Dgraph does concurrent writes very well. To determine that, you can run Dgraph batch loader. It can load up the entire 21M triples from the blog post, in 20mins on an n1-standard GCE instance.
When jumping from 2 to 5 nodes, we did want to ensure that the nodes have to communicate to run the queries, as they would in a real-world scenario; which is why the performance wouldn't just double.
I think you're putting a lot of emphasis on the size of the data. While that is surely important, the size itself isn't the only thing which proves scalability. It's about the concurrency, throughput and latency -- and determining that they do improve when you add more hardware power to the cluster.
All this "caching" happens close to the disk level, just above RocksDB. We don't cache any results -- to me caching is cheating -- and we want to build something truly low latency. A user can easily add caching if they want to decrease the load on Dgraph, but it's not something I think we should be doing at the db level.

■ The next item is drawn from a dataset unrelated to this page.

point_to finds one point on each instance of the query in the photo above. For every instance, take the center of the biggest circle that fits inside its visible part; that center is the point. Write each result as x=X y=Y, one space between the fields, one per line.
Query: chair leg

They are close to orthogonal concerns. For example I'll take lower absolute performance if I can scale out.
Performance itself can be optimized separately, and usually that optimisation also applies to the scaled out version.
Doing about 30M ops/sec on a Macbook Air.
As for the authors of Dgraph, keep it up! Your tech looks promising and I'm excited to see more and more Open Source graph databases in the market. Would love to compare notes, shoot me a message.
I don't follow. Wasn't using as much data as possible exactly what scaling is about?
Scaling is about throughput and latency. This post is trying to determine whether adding more machine power actually lets the db perform better.
under reasonable constraint. throughput and latency from a cacheable dataset is moot for big data.
If you're interested, there're a list of complex queries that we've run:
The last one, which involves Kevin Bacon, and returns 2.4 million entities is an interesting one, that might choke a lot of application layer powered graph datastores running on top of some RDBMS.
The issue here is that the number of joins explodes, and depending on your schema you may be doing lots of self joins.
An additional complication is if your dataset is too big for a single host. In Postures you shard, but that is manual and has significant cost.
In DGraph you lose some performance but (hopefully) if you know something about your queries you can optimize the distribution function to minimize cross node queries. This is a pretty hard problem to generalize, but even a partial solution is good.
I'm not aware of any schema free databases marketing themselves as Graph DBs. I'm sure there are though.
There is a distinction between graph and graph processing frameworks (GraphX etc) though, but I don't think that's what you mean.
Last time I asked how to import an actual graph into OrientDB, a marketing person of theirs pointed me at a Java API for writing extensions to their code.
Naive example: in the movie dataset, if you partition by node type and have actors on one server and films on another a query like "find me all films with actors names starting with M who also starred in films with actors starting with N" will perform horribly, but if you partition by actor and film name it will be OK.
Titan (and I think most distributed Graph DBs) use pluggable distribution strategies and default to random to try to combat this problem.
Both are important. As someone who sometimes has very large graphs, I'm more interested in this benchmark than absolute performance: I'm happy to take a performance hit if it means I can scale out.
The latest research disagrees with your statement:
SQLGraph: An Efficient Relational-Based Property Graph Store; SIGMOD 2015.
Previous hackernews discussion: https://news.ycombinator.com/item?id=11101013
Having that said, currently the big benefit of graph databases is ease of use.